Finding the Balance Between Unit & Functional Tests

In my previous blog post I wanted to set the scene for this post on finding the balance between Unit and Functional tests. In that post we discussed the evolution of the Testing Pyramid and concluded that because it is only a model, we don’t have to strictly accept that we should always have more Unit tests than Functional tests. It’s about much more than just looking at the quantity of tests (i.e. we must look at the RISK). In this post, I want to explore how we might try to find the balance between Unit / Functional tests by working through a few abstract case studies.

It is important to remember that for every project the balance between Unit and Functional tests will vary and there is no hard and fast way to get the correct balance. Instead there should be ongoing discussion and collaboration between all team members, as well as the stakeholders & end users, to determine that the balance of testing mitigates the most risk possible.

With that being said, let’s start talking through the case studies!

Case Study 1: The Men’s Bathroom – Unit Tests OR Functional Tests ONLY

I thought that I would start on a lighter note with some toilet humor! For this case study I want us to imagine that we can only use either Unit Tests or Functional tests, but not both! Imagine that a new men’s bathroom is being constructed in some public building (how exciting….). It consists of all the normal components you would expect including; urinals, wash basins, paper towel dispenser, mirrors etc.

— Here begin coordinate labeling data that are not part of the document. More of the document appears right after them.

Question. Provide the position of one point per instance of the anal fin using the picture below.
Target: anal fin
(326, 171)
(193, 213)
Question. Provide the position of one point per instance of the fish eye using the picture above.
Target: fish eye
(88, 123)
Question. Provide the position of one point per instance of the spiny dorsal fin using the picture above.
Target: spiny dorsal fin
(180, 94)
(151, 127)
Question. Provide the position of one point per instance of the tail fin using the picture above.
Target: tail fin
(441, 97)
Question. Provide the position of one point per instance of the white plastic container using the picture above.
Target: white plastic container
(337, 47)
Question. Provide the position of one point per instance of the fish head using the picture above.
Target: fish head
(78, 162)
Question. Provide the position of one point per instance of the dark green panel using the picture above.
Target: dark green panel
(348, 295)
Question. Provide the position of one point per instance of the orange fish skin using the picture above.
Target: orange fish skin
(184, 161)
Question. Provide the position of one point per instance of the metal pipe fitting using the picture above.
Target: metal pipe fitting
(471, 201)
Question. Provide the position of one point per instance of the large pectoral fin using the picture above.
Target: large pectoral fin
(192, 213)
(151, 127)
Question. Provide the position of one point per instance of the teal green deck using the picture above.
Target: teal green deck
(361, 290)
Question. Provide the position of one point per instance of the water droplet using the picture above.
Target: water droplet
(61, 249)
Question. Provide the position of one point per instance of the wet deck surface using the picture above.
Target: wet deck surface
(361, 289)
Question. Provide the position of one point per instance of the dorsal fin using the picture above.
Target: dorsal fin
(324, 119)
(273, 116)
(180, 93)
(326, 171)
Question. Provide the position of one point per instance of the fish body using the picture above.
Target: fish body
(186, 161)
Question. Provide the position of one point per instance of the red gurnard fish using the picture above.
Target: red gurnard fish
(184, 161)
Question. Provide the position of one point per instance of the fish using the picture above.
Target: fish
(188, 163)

Suppose that you could only perform unit testing on this new bathroom. So you can test individually each component in the bathroom, individual unit tests for the urinals, wash basins etc. All of the unit tests come back as passed, so everything in the bathroom is working as intended in isolation – is this enough to confidently say that everything in the bathroom is working? Well, imagine that you walk into the bathroom now and see this:

Oh dear, that could be awkward! Whilst the urinals worked fine individually at a unit level, when they were both put into the system (the bathroom) we uncovered a flaw in the design of the bathroom. Hopefully you can see what I am getting at here, we really needed a functional test that covered something like using all of the urinals concurrently.

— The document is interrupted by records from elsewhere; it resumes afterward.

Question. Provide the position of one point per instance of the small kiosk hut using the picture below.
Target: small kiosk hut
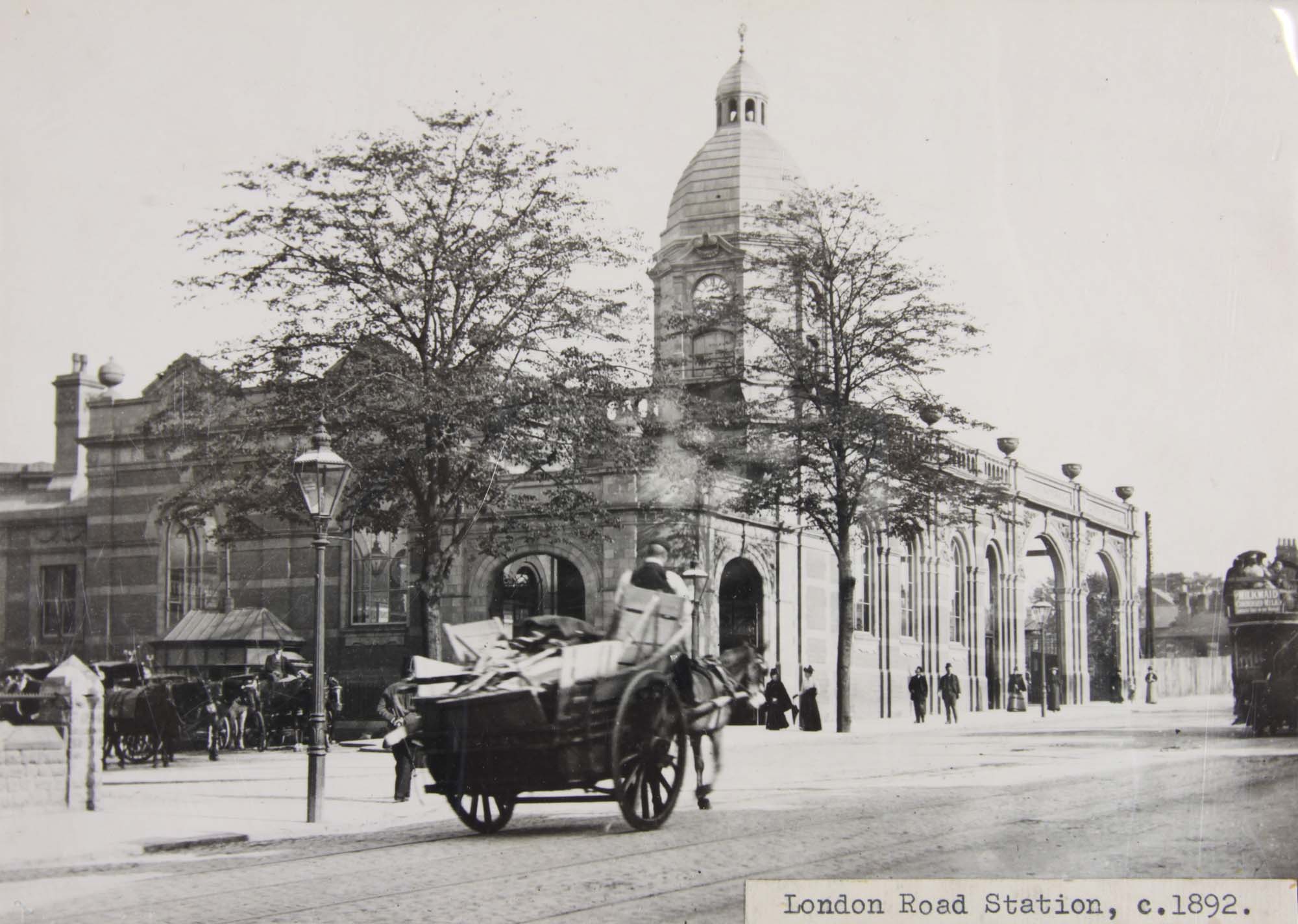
(212, 643)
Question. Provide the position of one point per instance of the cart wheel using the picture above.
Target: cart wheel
(137, 748)
(648, 751)
(255, 730)
(485, 814)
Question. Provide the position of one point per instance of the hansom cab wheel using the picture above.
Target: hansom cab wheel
(137, 748)
(485, 814)
(648, 751)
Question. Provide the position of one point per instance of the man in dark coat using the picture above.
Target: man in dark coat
(1055, 690)
(920, 694)
(778, 703)
(393, 709)
(277, 665)
(809, 711)
(949, 686)
(1018, 687)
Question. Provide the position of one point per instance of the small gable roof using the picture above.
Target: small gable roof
(256, 625)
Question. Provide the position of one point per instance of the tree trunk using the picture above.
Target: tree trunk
(846, 629)
(433, 622)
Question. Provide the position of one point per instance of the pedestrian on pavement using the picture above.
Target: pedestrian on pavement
(393, 709)
(809, 713)
(920, 694)
(1018, 688)
(778, 703)
(949, 686)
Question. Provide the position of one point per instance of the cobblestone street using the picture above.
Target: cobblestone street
(1095, 792)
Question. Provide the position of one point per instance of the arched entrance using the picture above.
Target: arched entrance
(994, 631)
(538, 585)
(739, 612)
(1103, 626)
(739, 605)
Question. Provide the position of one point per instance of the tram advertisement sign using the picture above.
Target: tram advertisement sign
(1257, 600)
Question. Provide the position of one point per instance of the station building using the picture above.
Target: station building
(92, 565)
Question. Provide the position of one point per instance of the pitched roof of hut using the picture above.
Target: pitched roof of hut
(247, 625)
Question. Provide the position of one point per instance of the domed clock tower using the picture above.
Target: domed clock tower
(702, 252)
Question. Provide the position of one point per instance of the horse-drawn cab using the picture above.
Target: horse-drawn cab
(199, 711)
(18, 682)
(268, 709)
(121, 674)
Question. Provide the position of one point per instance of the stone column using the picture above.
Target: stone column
(82, 718)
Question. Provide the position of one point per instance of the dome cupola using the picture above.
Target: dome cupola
(739, 169)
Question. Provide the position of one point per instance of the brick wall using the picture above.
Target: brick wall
(33, 768)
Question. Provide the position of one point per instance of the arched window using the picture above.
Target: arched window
(865, 617)
(399, 589)
(191, 569)
(381, 587)
(522, 595)
(911, 591)
(960, 599)
(713, 348)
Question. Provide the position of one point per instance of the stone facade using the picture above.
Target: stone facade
(90, 564)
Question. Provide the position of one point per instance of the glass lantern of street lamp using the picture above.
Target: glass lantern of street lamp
(698, 579)
(321, 474)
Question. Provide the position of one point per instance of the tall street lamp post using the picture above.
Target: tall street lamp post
(1042, 613)
(698, 579)
(321, 474)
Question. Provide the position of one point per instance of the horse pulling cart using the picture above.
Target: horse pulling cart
(611, 725)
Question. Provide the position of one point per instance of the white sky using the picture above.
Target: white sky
(1109, 188)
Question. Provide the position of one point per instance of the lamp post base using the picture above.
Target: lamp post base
(315, 786)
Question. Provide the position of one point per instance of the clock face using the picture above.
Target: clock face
(712, 293)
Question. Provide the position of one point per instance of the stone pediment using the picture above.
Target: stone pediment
(694, 251)
(184, 371)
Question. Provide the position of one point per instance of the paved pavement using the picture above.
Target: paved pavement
(1095, 792)
(263, 796)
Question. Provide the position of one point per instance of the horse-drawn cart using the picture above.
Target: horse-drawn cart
(611, 725)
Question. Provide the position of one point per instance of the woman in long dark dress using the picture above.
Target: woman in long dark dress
(777, 703)
(809, 713)
(1018, 687)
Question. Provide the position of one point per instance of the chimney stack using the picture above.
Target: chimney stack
(72, 393)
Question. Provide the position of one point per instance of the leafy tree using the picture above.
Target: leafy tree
(433, 297)
(840, 334)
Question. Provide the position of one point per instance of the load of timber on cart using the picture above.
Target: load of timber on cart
(557, 708)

Now let’s look at the other extreme – we can only use full end to end functional tests for our new men’s bathroom. The full end to end test covers everything that a visitor would do in one trip to the bathroom, i.e:

  1. Use the urinal
  2. Wash their hands in the basin
  3. Check themselves in the mirror
  4. Dry their hands
We will also assume that the bathroom has x5 urinals, x5 basins, x5 towel dispensers and x5 mirrors. As this is a functional end to end test (NO unit testing), we have to check the full “path” through the system (i.e. using each urinal, basin, towel dispenser and mirror).

At a minimum we will want to make sure that we use each component once in our testing, so we will need at least 5 tests.

Remember, if the test fails at any point during our “test” then the whole test will fail, and we won’t be able to complete the test case – our toilet user will leave the bathroom feeling disappointed (and possibly embarrassed, depending on what went wrong!) 

So we look at the end to end test results and we can see that on test 3 of our “visit to the bathroom” test case there was a failure. Remember this is an end to end test so we aren’t sure where exactly the failure is right away, we have to look closely at the detail being returned by the test to see where the problem was…. Eventually we uncover a problem with one of the urinals being blocked, so in this case the poor chap is unable to use the urinal and the test ends there when he leaves the bathroom!

 

So we go ahead and fix that urinal and run test 3 again. The test fails again! This time one of the sinks isn’t working, but that issue wasn’t uncovered in the previous test because we didn’t even test sink 3 as we “failed” the test as we didn’t successfully complete the prerequisite (using Urinal 3)…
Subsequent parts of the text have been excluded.